Residual Sum of Squares: 0.13965

Pooled vs Fixed

Null Hypothesis: Pooled Model

Alternate Hypothesis : Fixed Model

> pFtest(fixed,pool)

F test for individual effects

data: log(pcap) ~ log(hwy) + log(water) + log(util) + log(pc) + log(gsp) + log(emp) + log(unemp)

F = 56.6361, df1 = 47, df2 = 761, p-value < 2.2e-16

alternative hypothesis: significant effects

Since the p value is negligible so we reject the Null Hypothesis and hence Alternate hypothesis is accepted which is to accept Fixed Model is better than Pooled Model

Pooled vs Random

Null Hypothesis: Pooled Model

Alternate Hypothesis: Random Model

> plmtest(pool)

Lagrange Multiplier Test - (Honda)

data: log(pcap) ~ log(hwy) + log(water) + log(util) + log(pc) + log(gsp) + log(emp) + log(unemp)
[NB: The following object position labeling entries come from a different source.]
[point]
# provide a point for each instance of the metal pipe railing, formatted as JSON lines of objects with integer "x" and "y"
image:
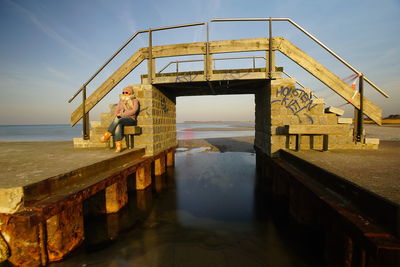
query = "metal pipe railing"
{"x": 314, "y": 39}
{"x": 214, "y": 59}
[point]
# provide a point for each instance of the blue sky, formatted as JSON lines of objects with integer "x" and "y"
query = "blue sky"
{"x": 48, "y": 49}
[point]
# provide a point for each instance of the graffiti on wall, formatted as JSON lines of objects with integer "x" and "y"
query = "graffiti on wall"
{"x": 294, "y": 99}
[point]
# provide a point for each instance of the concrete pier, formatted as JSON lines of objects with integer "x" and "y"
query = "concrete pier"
{"x": 332, "y": 192}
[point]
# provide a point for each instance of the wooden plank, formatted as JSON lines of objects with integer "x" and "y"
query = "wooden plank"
{"x": 334, "y": 110}
{"x": 225, "y": 46}
{"x": 330, "y": 79}
{"x": 243, "y": 45}
{"x": 179, "y": 50}
{"x": 318, "y": 129}
{"x": 109, "y": 84}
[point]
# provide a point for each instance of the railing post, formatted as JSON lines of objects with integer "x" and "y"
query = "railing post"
{"x": 207, "y": 58}
{"x": 150, "y": 63}
{"x": 85, "y": 116}
{"x": 360, "y": 114}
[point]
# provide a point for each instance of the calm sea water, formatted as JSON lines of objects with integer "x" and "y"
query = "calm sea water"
{"x": 62, "y": 132}
{"x": 207, "y": 211}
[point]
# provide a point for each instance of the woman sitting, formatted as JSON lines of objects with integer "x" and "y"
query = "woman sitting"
{"x": 125, "y": 115}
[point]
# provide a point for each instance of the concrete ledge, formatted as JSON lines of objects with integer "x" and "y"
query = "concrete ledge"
{"x": 384, "y": 212}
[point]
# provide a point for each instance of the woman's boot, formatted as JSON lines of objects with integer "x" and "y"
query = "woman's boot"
{"x": 118, "y": 145}
{"x": 105, "y": 137}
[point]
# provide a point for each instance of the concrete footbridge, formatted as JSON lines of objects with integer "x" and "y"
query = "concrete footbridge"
{"x": 43, "y": 220}
{"x": 285, "y": 114}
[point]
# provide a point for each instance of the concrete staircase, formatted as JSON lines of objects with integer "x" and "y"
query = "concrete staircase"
{"x": 295, "y": 107}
normal = 57.1686, p-value < 2.2e-16

alternative hypothesis: significant effects

Since the p value is negligible so we reject the Null Hypothesis and hence Alternate hypothesis is accepted which is to accept Random Model is better than Pooled Model

Random vs Fixed

Null Hypothesis: No Correlation . Random Model

Alternate Hypothesis: Fixed Model

> phtest(fixed,random)

Hausman Test

data: log(pcap) ~ log(hwy) + log(water) + log(util) + log(pc) + log(gsp) + log(emp) + log(unemp)

chisq = 93.546, df = 7, p-value < 2.2e-16

alternative hypothesis: one model is inconsistent

Since the p value is negligible so we reject the Null Hypothesis and hence Alternate hypothesis is accepted which is to accept Fixed Model.

Conclusion:

So after making all the comparisons we come to the conclusion that Fixed Model is best suited to do the panel data analysis for "Produc" data set.

Hence , we conclude that within the same id i.e. within same "state" there is no variation.